Every election cycle, candidates fight for their attention, while pollsters and media cite them as the key to our nation’s future.
Hooey. They’d probably vote for “Nobody” if it were on the ballot.
The “undecideds” are constantly bemoaned by political experts who say they don’t properly pay attention to politics, but that isn’t the real problem. After all, no one should be forced to pay attention to politics if he doesn’t want to.
The problem, decidedly, is their focus. Whenever they are asked what issue will drive them to finally make up their minds, they inevitably say they are looking for “the candidate who will do the most for me.”
First off, this is incredibly selfish. Second, it invites pandering.
Naturally, the Democratic and Republican candidates both want the undecided vote. So if the undecided want neon underpants outlawed, the candidates trample each other for sound booth space to say, “I’m Candidate X, and I approve this anti-neon underpants message.”
After both candidates tell the undecided what they want to hear, the undecided complain to the pollsters and media: “I can’t tell the difference in the candidates.”
Well, of course you can’t: They’re both catering to your precious wishes. It’s like divorced parents each trying to buy the bigger teddy bear.
Furthermore, no one ever calls them on their selfishness.
I have searched in vain to find out when the phenomenon of the “undecided voter” began. I found a group of historians who say they don’t have a clue when it started. They do say, however, that in colonial times people voted publicly. There was no secret ballot, and therefore no “undecided voter.”
But can we be sure? A voter might have showed up at the courthouse to proclaim he was casting his vote for Phineas Broughsbury, even though three days earlier he was wavering over Dalton Sinclair. Technically, three days earlier he was “undecided.”
And for all we know, somebody might have stood up and said, “I can’t stand the lot of them. I just came for the whiskey!” Yes, everyone got snockered at these events.
Howdy Doody, Bye-Bye Duty
Be all this as it may, I want to tackle the undecided’s initial pronouncement that they are looking for the candidate who will “do the most for me.” I think that gives us a clue as to when this phenomenon began.
The “Greatest Generation,” which won World War II, is often touted as the last generation – as a whole – to unselfishly sacrifice for the greater good. All their kids, on the other hand, supposedly were indulged with every wish once the happy days were here again.

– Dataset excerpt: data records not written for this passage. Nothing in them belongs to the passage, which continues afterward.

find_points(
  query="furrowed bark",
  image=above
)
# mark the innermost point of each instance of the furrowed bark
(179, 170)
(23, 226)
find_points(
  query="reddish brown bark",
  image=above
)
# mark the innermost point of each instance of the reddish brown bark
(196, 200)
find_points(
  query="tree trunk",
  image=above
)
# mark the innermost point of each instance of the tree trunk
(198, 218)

Maybe there’s an Ayn Rand influence, or maybe it’s a result of the Me Decade, but it’s now not only considered acceptable to vote merely for one’s own self-interest, it’s practically considered wrong not to.
I have on more than one occasion over the past two decades been scolded for voting against my own self-interest. I don’t remember the particulars, but generally, I was voting against the candidate who proposed a program that would have helped me personally.

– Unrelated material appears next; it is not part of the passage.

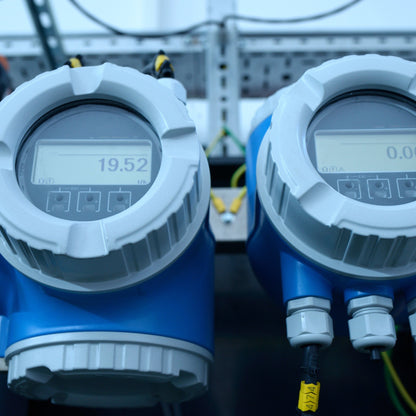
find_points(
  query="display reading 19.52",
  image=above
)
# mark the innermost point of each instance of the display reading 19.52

While I would have greatly appreciated the help, I felt it would have come at the expense of others who weren’t getting a say in helping me. I don’t mind voting for programs that help people in need, but I didn’t feel these programs should be helping people, like me, who didn’t’ need it.
Wherefore art thou?
If there is any good news, it’s that it turns out undecided voters may not actually have as much influence as they have been given credit for.
UCLA political science professor Lynn Vavreck wrote on The New York Times’ website in April that statistics show very few people depart from their normal political party – even after spending an amount of time feeling undecided.
But this won’t stop campaigns from going after them.
Nick Gourevitch, research director at Global Strategy Group, responded to Vavreck on The Huffington Post saying that it still makes more sense to try to turn an undecided voter than get a committed one to the polls. After all, winning an undecided voter gains a campaign two votes – the opponent loses one, the candidate wins one – while persuading a decided supporter to get off the couch and vote only brings in one for the candidate while not taking one away from the opponent.
In other words, they’re going to keep throwing their money at selfish people who are unlikely to change their minds anyway instead of spending it on motivating people who actually have principles.
The Daily Beast’s Michelle Cottle has called the undecideds a “menace” because they are actually people who don’t pay attention in the world yet insist on voting anyway.
Blogger Mark Draughn, a self-proclaimed undecided, said in a 2008 post that the politically non-astute such as himself shouldn’t vote. He’s right.
But most of his uninformed brethren don’t agree.
Nevada has long had a “None of These Candidates” option on its ballot. Earlier this year that’s exactly what got the most votes in its gubernatorial primary. We’re clearly reaching critical mass when people still are undecided even while filling out their ballots.
Maybe that will bring out attack ads on “None of the Above.” After all, “None of the Above” refuses to take a stand on the issues, though I suppose it isn’t controlled by those big-money special interests.
Enough with putting the purposely ill-informed voter up on a pedestal.
What we need are principles. Maybe yours are different than mine, but I respect you for voting for the person I’m voting against as long as you are doing so because you have a reasoned worldview that guides your conscience.
Those who waver back and forth based on what goodies they perceive they’ll get should stay home and do whatever most gratifies themselves — instead of doing that to the rest of us.